Generally two grades loaded in Sepetiba ( Itabira Fines....Redcar 2,4,6,8,) and Itabira Pellets (Immingham 1,3,5,7,9,,). 
So, the practice had an element of both but should never have been recommended by Charterers. I have an uneasy feeling about the loss of several Ore Carriers loaded in this fashion which may have survived if loaded more homogeneously ( all holds)


----------



## Ventry

Gentlemen,
When the charterer orders alternate hold loading it is difficult to argue. Clearly, they had a vested interest in the loadport and disport to turn the vessel around asap. Ref forces induced due accelerated loading is interesting.
Having loaded Sepetiba on Ore Oil Carriers at the rates mentioned above I was always concerned at the tremendous vibrations experienced and the unseen effect it had on the tank top structures. On the odd occasion that orders were specific to load alternate holds I used to 'protest' to everybody who would listen (Sparky worked overtime). Unfortunately, the arguement back from Charterers and Ops was the the T/C description of the vessel stated by class for '2,4,6, & 8 may be empty'. Rather strange that Japanese Charterers never issued such directives/orders and knowing the mentality of the Japanese Master's I relieved they would ignore such directive in any case and load all holds.


----------



## Hague

Not an expert on the subject but I understand that the stresses induced by accelerated loading is aggravated by the the direct overboard discharge (hence rapid) of the TSTks which a lot of the Cape size vessels have. The natural harmonics (vibrations) work against each other and have a ***ulative effect rather than, as one would think, cancel each other out.


----------



## John Cassels

In my experience it was the rule rather than the exception to load alternate
hold unless , as Hague points out , more than one grade was to be loaded.

Whilst it may be difficult to prove that alternate hold loading has caused
shipping losses , even the most unseamanlike person ( like my wife ) has
commented that loading and discharging alternate holds year in , year out
cannot be construed as being beneficial to any bulk carrier. There must be
a gradual weakening of the hull structure.

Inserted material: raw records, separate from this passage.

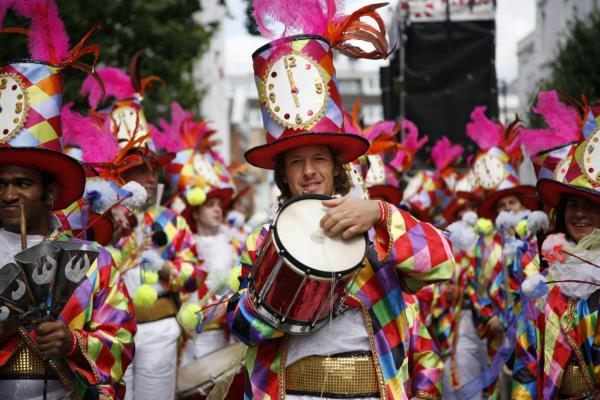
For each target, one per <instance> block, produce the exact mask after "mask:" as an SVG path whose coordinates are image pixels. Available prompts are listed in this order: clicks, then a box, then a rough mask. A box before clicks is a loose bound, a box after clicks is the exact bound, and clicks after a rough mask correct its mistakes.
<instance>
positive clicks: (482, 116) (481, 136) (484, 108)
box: [467, 106, 503, 150]
mask: <svg viewBox="0 0 600 400" xmlns="http://www.w3.org/2000/svg"><path fill="white" fill-rule="evenodd" d="M485 110H486V107H485V106H478V107H475V109H474V110H473V111H472V112H471V122H469V123H468V124H467V136H469V137H470V138H471V140H473V141H474V142H475V143H476V144H477V146H478V147H479V148H480V149H481V150H488V149H489V148H491V147H497V146H500V145H501V143H502V139H503V129H502V126H501V125H500V124H497V123H495V122H493V121H491V120H490V119H489V118H488V117H487V116H486V115H485Z"/></svg>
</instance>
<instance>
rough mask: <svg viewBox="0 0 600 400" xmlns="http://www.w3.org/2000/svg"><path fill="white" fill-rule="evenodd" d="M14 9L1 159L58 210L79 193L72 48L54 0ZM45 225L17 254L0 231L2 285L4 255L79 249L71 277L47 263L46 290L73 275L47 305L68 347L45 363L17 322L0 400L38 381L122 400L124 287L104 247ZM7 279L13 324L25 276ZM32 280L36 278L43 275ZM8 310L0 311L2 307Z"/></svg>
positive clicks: (1, 87)
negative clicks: (74, 149) (26, 180)
mask: <svg viewBox="0 0 600 400" xmlns="http://www.w3.org/2000/svg"><path fill="white" fill-rule="evenodd" d="M15 11H17V12H18V13H19V14H20V15H23V16H25V17H27V18H30V19H31V20H32V24H31V29H30V32H29V35H30V51H31V56H32V58H33V60H28V61H21V62H15V63H12V64H9V65H6V66H3V67H2V68H0V102H1V107H2V113H1V114H0V165H3V166H6V165H14V166H22V167H27V168H32V169H36V170H39V171H43V172H45V173H47V174H49V175H51V176H52V177H54V179H55V180H56V182H57V184H58V186H59V194H58V197H57V198H56V199H55V200H54V203H53V206H52V209H54V210H58V209H62V208H65V207H67V206H68V205H69V204H71V203H73V202H74V201H76V200H77V199H78V198H80V197H81V195H82V194H83V191H84V185H85V174H84V171H83V169H82V167H81V166H80V164H79V163H78V162H77V161H76V160H74V159H73V158H71V157H68V156H66V155H64V154H63V153H62V151H61V150H62V145H61V124H60V107H61V101H62V91H63V75H62V71H63V69H64V68H65V67H67V66H68V65H69V63H70V62H72V61H73V60H75V59H76V58H78V55H77V53H76V52H75V51H73V50H72V51H70V52H69V51H67V48H68V43H67V42H68V38H67V35H66V33H65V31H64V27H63V24H62V21H61V20H60V18H59V16H58V10H57V8H56V5H55V4H54V2H49V1H43V2H42V1H39V2H36V1H32V2H20V3H19V4H16V5H15ZM0 22H1V21H0ZM49 28H50V29H49ZM48 32H51V35H50V36H48ZM89 49H90V50H91V48H89ZM50 229H52V230H54V233H53V234H52V235H50V236H47V237H43V236H37V235H27V236H26V238H27V246H28V250H26V251H24V252H20V251H21V250H20V248H21V245H20V243H21V242H20V235H19V234H16V233H13V232H8V231H6V230H4V229H0V243H2V247H1V248H0V265H2V266H3V267H2V268H1V269H0V271H1V272H2V273H3V284H4V285H6V281H5V279H7V275H4V273H5V272H7V271H8V269H10V268H11V266H15V265H16V264H11V263H13V262H14V261H13V260H16V259H21V258H20V257H21V256H22V255H23V254H25V253H27V254H30V253H29V252H30V251H35V249H41V248H44V249H54V250H56V249H57V248H61V249H62V250H61V251H58V253H59V254H62V255H61V257H65V254H67V250H66V249H70V250H69V251H73V253H70V254H85V256H86V257H88V258H87V263H86V264H87V266H88V267H89V268H88V269H87V272H86V273H85V275H84V276H79V277H78V279H75V276H73V275H71V272H73V271H74V270H73V269H71V268H70V267H72V266H73V265H72V264H66V265H65V264H59V265H60V266H61V268H63V269H64V270H60V268H56V269H54V274H55V275H54V278H53V279H55V280H54V285H55V286H54V289H53V291H54V292H53V293H55V295H56V294H57V293H59V292H60V288H61V287H63V288H64V287H65V286H62V284H59V281H58V280H56V279H58V278H57V276H62V275H61V274H62V273H64V275H65V276H66V277H69V276H70V278H68V279H73V282H75V281H77V282H78V284H77V286H76V287H71V288H72V289H73V290H74V291H73V292H72V294H71V295H70V297H69V298H68V299H66V302H65V304H64V305H62V303H61V307H60V308H59V309H56V310H55V311H56V316H57V317H58V319H60V320H62V321H64V323H65V324H66V326H67V327H68V329H69V330H70V331H71V332H72V335H73V339H74V341H73V343H74V346H73V348H72V349H71V350H70V351H69V352H68V354H67V356H66V357H65V358H63V359H54V360H52V361H50V362H49V363H48V365H49V367H48V368H47V369H45V367H44V365H45V363H44V362H43V361H42V360H41V358H40V356H39V355H38V353H37V347H36V335H35V333H34V331H33V330H30V329H31V328H32V327H31V326H30V325H25V326H22V327H21V328H20V330H19V331H18V333H17V334H14V335H12V336H11V337H9V338H8V339H7V340H6V341H4V342H3V343H1V344H0V393H2V397H3V398H4V399H13V398H14V399H23V398H42V393H43V390H44V389H43V388H44V380H46V382H47V386H46V391H47V396H48V398H68V397H71V398H89V397H88V396H90V397H93V396H96V398H97V396H98V395H100V397H101V398H115V399H118V398H121V397H122V396H123V394H124V386H123V384H122V381H121V379H122V375H123V372H124V370H125V369H126V368H127V366H128V365H129V363H130V362H131V359H132V357H133V352H134V345H133V334H134V333H135V331H136V327H135V321H134V319H133V308H132V305H131V304H130V302H129V296H128V295H127V290H126V289H125V286H124V285H123V283H122V281H121V278H120V275H119V273H118V271H117V269H116V267H115V265H114V263H113V261H112V258H111V256H110V253H108V252H107V251H106V250H104V249H103V248H101V247H99V246H97V245H95V244H93V243H90V242H84V241H78V240H69V239H67V238H65V237H64V236H63V235H62V234H61V232H60V227H59V225H58V224H56V225H54V226H52V227H50ZM13 257H14V258H13ZM46 260H48V259H46ZM21 265H22V268H26V266H25V264H21ZM77 265H80V264H77ZM36 271H37V270H36ZM81 271H85V269H82V270H81ZM44 276H46V275H44ZM31 277H32V278H35V277H36V275H35V274H32V275H31ZM37 278H39V276H37ZM37 278H36V279H37ZM25 280H26V281H27V280H28V279H25ZM13 282H14V284H11V285H9V286H8V287H7V288H6V290H7V291H8V292H7V293H2V298H3V300H2V301H3V305H2V306H1V308H2V313H1V314H2V315H3V317H2V318H3V319H8V322H6V321H5V322H2V323H3V324H10V323H11V322H12V321H11V320H13V319H14V317H15V316H14V315H12V313H13V311H14V310H16V309H15V308H10V307H8V306H7V303H6V299H9V300H10V301H13V302H19V301H21V299H24V298H26V295H25V293H24V291H21V290H17V291H14V290H15V288H17V289H18V288H22V287H23V282H24V281H20V280H15V281H13ZM33 282H34V283H36V284H37V285H42V283H43V282H45V280H33ZM29 283H31V281H29ZM15 285H16V286H15ZM32 285H33V284H32ZM33 287H34V288H35V287H41V286H35V285H33ZM11 293H12V294H11ZM67 293H68V292H67ZM55 299H56V296H54V297H53V300H55ZM48 301H50V300H48ZM12 304H15V303H12ZM9 309H10V310H11V311H10V314H8V315H7V313H6V312H5V311H7V310H9ZM19 315H20V316H21V317H22V318H25V317H24V316H23V315H22V314H19ZM51 315H52V314H51ZM19 324H20V322H19Z"/></svg>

On a similar vein , remember being on one of the earlier panamax bulkers as
3rd.mate in the mid '60's , and being hove too in a bit of a blow. One could
stand on the bridge and watch the forrard end flexing up and down.
When I asked the old man , remember he answered not to worry as the
sheer strake was special high tensile steel . H'mmmmmmmmmmmmmmmmmmmm


----------



## Hague

In other words. Don't worry the special High Tensile Steel fails without any warning and it will all be over very quickly!


----------